In order to train in values, this teacher focuses on some interconnected conditions : to encourage the knowledge of an "order goal" that makes it possible to reach harmony with oneself and with others; to open to the hierarchy of values above simple "tastes"; to compare the difference that exists between what is less and what is more valuable, even if the latter requires more attention and effort.

Finally, he points out two obstacles to the grasping of values: apathy and passion-blindness. Apathy (lack of passion) made Esau choose a plate of lentils, in exchange for the inheritance that was his due as Isaac's firstborn. On the other hand, passion caused King David to be seduced by Bathsheba's beauty to the point of committing a great crime.

Passions guide us towards values (such as beauty), but at the same time they disfigure the proportions in which they should be contemplated; they reveal values to us, but not their hierarchy. And it is no excuse to invoke passion, because we are not animals.

Besides, passions are transitory. And when anger, the compassion of a moment, or infatuation (the first phase of love) disappear, the test of fidelity is still required, to do justice to the reality of things and the value of commitments. (Hence the difference between the passions and the virtues that are already "good habits"). Otherwise, those in love would always be doomed to the anguish of losing their love. If, as this love matures, they know that it will not happen, it is because "love has taken possession of their free will, or because their free will has grasped love".

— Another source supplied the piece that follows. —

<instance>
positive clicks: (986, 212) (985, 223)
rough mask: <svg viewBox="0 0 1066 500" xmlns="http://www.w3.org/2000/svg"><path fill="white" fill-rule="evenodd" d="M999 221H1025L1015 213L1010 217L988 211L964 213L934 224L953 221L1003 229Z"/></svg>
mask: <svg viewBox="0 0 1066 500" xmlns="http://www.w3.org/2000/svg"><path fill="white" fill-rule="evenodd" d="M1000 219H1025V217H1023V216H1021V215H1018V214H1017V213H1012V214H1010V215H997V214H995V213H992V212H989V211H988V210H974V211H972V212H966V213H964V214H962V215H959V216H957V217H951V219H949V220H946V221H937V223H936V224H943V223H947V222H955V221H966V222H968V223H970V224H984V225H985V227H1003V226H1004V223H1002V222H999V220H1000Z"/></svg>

Spaemann is absolutely right, for to educate is to help to commit oneself. And this requires training to be free. In turn, freedom demands listening to reality about oneself, others and the world.

In the movie "October Sky" (J. Johnston, 1999), the teacher gives the discouraged Homer the decisive committee : "You are not always in a position to listen to what you are told. You have to listen to yourself." To give that committee, she had to listen to herself first, to be creatively faithful to her task.

Educating is more than preparing students (school or university) for what is usually understood as "success" in life (with that mentality, the person can be led more surely towards failure in life and in his or her task in society).

For this reason, Benedict XVI said: "Young people need authentic teachers; people open to the total truth in the different branches of knowledge, knowing how to listen and living within themselves this interdisciplinary dialogue; people convinced, above all, of the human capacity to advance on the path to the truth".

This is true. Only in this way will they be able to prepare their students to make the most of the "Carpe diem", listening to Plato: "Seek the truth - which for him was linked to goodness and beauty - while you are young, for if you do not, it will slip through your fingers later on".